It's been a lovely time to be back in Europe. We're a few weeks into November in Paris, and some of the trees over here have just turned: hanging onto their leaves as long as possible. As I try to make sense of the ever expanding Paris photo library, here's a little teaser from Essen in October. I made a photo outing to Villa Hugel, an estate of the Krupp family on the outskirts of Essen. I didn't get a photo of the theater to do it justice, but it is a converted Krupp factory that had once evolved into big supplier to the German war efforts. It's amazing to me just how intertwined these countries are, and how close I am to so much of that history.

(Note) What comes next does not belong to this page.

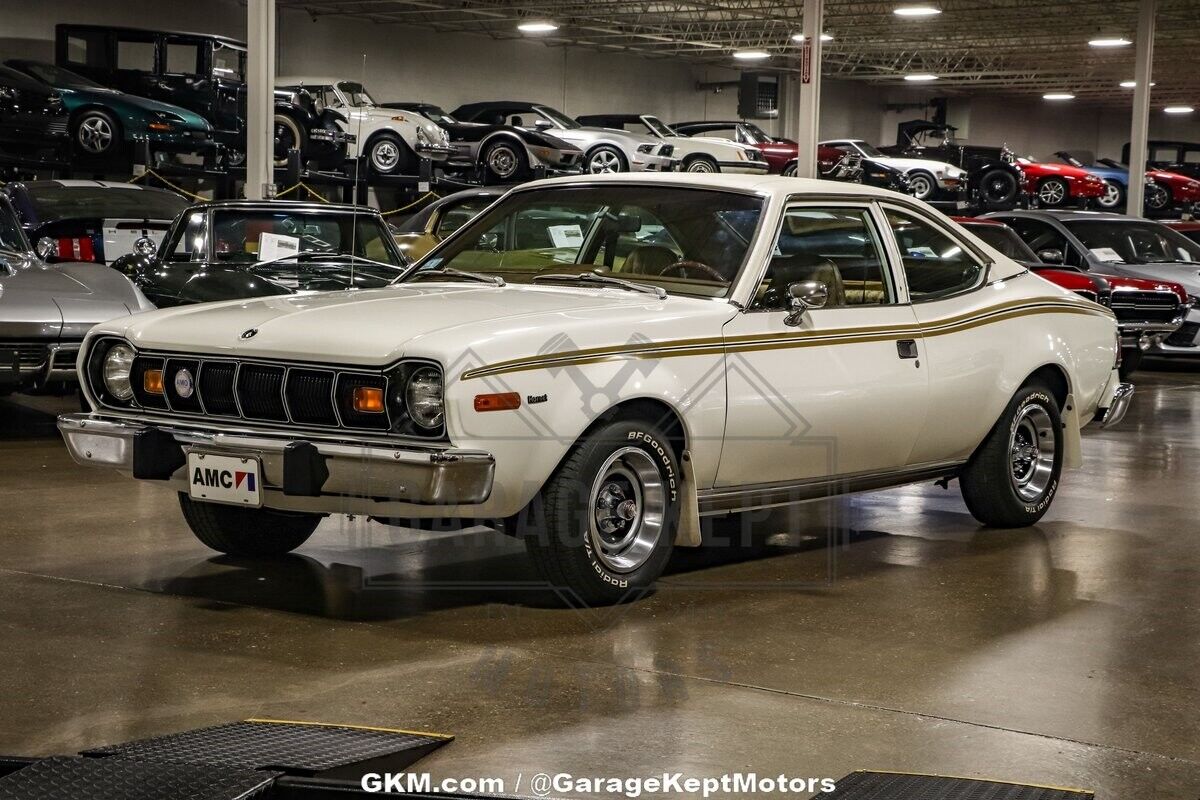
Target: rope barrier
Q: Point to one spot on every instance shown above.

(Here are some photos for those of you who want to skip the rest of the rant that follows ...)
(slideshow for mobile) http://www.flickr.com/photos/sharkvan/sets/72157631988995150/show/
As Americans, we talk a lot about the impact of the wars - especially WWII - on our parents and grandparents. We do so not without justification; it was a tragedy beyond my comprehension and the impact was and still is huge. But can we even imagine what it was like to have the war (or any modern war) fought on our own soil? The direct and immediate impact that would stem from every win, or every loss, is hard for me to consider.
This is all fresh in my mind after a visit to the sobering Musee L'Armee and I'm not going to be able to say anything new about war that hasn't been said before. But it's strange to go from one city - playing in a building that used to make tanks and "Big Bertha" artillery (named after Krupp's daughter) - to a palatial theater in the French city that was the target of such weapons. And now: decades later? I'm not sure Germany and France really think about it (beyond typical nationalist posturing), and compared to other parts of the globe they could pass as good friends. After all, these wars weren't my wars or the wars of my ancestors. These were wars of aggression and as such can only "belong" to the aggressors themselves (in a unique situation of possessing unparalleled power). Those aggressors are long gone. The memory of the last century, even as it fades from first-hand to second and further along, has paved the way for some real dialogue. Some real perspective. Maybe, even, some real peace.
Two historical tidbits:
1. As a war museum, the Musee L'Armee is essentially a museum warning of and highlighting the horrors of war. So, it was an ironic moment when the Nazis raided the museum in the 1940.
2. When the German army was leaving Paris in 1944, Otto von Stülpnagel was ordered to burn the city down. He refused. Maybe he saw the writing on the wall. Maybe he just loved the food. (Comparing German and French cuisine is hardly fair. Don't get me wrong; German food is good. It's just not quite French.) One thing is certain; he had gained some perspective.